Based on the world of Grandilar, setting of the game Dragonstorm, by Susan Van Camp, published by Black Dragon Press. Concepts used by permission.

 

Preface

Somewhere I got it into my head that a sufficiently talented fantasy writer shouldn’t need an expository preface to enable his readers to make sense of his story. It was a silly idea, and I have no idea where it came from; Tolkein felt that LoTR needed an expository preface, and while I am seldom accused of having great wisdom, I certainly know better that to attack the credentials of JRRT.

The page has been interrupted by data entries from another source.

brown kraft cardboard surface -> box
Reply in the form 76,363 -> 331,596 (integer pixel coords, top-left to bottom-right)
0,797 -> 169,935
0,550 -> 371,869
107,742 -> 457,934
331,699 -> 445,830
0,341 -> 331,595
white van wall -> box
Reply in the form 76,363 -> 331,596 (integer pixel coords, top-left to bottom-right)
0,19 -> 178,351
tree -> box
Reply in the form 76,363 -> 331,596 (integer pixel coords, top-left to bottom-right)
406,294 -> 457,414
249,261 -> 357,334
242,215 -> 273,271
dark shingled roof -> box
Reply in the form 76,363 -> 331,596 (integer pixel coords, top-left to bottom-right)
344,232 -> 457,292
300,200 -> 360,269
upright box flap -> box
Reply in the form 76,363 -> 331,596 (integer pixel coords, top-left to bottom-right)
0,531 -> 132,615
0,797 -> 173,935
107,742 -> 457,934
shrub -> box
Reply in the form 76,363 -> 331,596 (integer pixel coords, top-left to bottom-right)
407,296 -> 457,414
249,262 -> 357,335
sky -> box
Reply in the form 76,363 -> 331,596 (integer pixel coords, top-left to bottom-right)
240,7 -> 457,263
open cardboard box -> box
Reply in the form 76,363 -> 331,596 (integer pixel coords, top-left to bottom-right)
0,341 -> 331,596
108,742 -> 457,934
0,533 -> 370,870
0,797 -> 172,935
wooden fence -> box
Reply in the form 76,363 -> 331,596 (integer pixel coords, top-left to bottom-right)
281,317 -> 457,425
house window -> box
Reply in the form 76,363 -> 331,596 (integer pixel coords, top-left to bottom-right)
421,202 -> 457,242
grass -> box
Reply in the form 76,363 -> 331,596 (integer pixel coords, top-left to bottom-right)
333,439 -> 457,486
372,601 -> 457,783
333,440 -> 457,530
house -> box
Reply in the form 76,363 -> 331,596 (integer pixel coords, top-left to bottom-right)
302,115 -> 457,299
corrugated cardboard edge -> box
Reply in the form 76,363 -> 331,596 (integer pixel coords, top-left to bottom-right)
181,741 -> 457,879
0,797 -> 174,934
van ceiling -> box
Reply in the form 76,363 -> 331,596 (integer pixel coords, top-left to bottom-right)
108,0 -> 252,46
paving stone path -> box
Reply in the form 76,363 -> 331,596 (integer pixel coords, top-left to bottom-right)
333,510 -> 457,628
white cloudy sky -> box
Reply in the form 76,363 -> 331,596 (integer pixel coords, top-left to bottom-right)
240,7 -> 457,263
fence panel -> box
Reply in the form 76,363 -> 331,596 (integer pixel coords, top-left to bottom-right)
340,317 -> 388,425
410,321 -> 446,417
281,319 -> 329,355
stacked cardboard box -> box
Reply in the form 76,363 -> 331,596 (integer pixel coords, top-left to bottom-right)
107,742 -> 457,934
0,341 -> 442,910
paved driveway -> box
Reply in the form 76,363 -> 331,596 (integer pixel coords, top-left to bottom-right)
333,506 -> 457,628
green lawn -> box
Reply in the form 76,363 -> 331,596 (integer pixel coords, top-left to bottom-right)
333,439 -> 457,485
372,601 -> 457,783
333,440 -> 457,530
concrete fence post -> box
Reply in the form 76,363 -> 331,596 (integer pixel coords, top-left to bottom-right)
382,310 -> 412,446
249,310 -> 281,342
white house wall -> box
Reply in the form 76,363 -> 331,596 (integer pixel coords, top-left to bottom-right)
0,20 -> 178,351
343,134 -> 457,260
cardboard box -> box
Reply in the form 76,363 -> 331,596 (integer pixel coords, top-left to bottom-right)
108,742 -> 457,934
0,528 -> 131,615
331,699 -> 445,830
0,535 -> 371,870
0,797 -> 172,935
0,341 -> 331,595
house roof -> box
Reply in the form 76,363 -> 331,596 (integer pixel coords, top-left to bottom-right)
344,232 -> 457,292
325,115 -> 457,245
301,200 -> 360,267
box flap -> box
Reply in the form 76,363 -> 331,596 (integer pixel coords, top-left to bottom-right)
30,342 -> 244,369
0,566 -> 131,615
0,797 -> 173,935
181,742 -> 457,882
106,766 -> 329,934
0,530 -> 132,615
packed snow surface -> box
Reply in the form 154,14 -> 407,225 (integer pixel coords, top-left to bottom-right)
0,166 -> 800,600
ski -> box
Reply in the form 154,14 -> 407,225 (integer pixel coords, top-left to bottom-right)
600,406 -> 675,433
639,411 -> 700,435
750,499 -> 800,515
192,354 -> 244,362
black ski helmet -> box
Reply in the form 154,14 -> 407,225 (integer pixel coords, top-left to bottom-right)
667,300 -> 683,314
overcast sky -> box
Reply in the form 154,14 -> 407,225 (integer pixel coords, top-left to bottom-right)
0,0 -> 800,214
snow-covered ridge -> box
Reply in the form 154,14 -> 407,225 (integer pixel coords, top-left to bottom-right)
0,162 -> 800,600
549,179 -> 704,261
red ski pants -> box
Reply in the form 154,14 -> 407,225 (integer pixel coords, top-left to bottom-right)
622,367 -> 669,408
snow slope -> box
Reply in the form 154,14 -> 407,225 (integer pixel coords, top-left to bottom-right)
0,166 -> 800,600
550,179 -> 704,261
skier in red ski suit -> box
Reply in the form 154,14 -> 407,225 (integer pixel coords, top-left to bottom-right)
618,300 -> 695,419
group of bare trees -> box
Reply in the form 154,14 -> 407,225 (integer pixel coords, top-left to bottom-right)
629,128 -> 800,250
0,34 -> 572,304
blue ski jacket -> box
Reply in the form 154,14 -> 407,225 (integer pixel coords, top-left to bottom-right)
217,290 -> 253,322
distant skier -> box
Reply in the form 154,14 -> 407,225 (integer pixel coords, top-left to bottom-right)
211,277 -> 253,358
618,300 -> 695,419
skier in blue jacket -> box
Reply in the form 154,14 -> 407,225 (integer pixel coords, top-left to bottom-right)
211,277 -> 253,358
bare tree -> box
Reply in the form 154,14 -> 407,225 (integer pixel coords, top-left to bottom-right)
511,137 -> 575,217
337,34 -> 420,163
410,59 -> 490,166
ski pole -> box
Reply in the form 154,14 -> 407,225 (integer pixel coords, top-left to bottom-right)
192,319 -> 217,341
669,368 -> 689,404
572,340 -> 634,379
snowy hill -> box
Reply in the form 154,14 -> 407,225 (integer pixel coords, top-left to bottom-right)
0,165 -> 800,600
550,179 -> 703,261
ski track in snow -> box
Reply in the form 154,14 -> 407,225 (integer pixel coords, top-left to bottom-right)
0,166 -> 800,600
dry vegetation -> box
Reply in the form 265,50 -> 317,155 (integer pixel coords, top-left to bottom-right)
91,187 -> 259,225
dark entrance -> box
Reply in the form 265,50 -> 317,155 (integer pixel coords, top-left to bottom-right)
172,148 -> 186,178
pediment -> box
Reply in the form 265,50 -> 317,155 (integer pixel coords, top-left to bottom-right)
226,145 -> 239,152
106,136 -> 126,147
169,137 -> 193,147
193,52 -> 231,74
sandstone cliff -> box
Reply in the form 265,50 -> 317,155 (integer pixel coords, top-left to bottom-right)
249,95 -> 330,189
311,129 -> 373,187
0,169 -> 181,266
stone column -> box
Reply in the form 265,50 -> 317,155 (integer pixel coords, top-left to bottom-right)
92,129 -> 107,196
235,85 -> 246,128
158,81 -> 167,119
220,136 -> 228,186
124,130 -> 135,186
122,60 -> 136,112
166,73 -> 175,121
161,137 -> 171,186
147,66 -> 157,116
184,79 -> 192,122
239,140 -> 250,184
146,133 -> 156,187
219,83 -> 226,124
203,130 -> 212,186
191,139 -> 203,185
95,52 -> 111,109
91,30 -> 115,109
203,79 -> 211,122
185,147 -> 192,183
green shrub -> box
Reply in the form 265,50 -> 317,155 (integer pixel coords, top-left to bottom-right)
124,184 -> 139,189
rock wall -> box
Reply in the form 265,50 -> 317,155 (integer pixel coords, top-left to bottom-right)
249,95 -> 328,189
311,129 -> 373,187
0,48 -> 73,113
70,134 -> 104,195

This story stands pretty well on its own, but it was originally written for an audience that was already familiar with the setting. As I am now attempting to broaden that audience a bit, some sort of introduction seems necessary.

I first encountered Susan Van Camp’s “Dragonstorm” game sometime in 1996, in the form of a bright orange card box with a roaring green dragon on the front. The back of the box described a card based role playing game (still a pretty unusual concept several years later) in which players became shapeshifting freedom fighters (Dwarven Gargoyles, Elven Unicorns, Human Dragons and Werewolves) in a world controlled by evil necromancers. I was intrigued. I was also broke, and in the game store for a specific item I had saved for (the identity of which has been lost to time). I sadly put the box back on the shelf.

A year and a change in financial circumstances later, I finally bought one of those little orange boxes. The cards were beautiful, the game mechanics were decent, if a bit simple for my rather masochistic tastes, and the setting…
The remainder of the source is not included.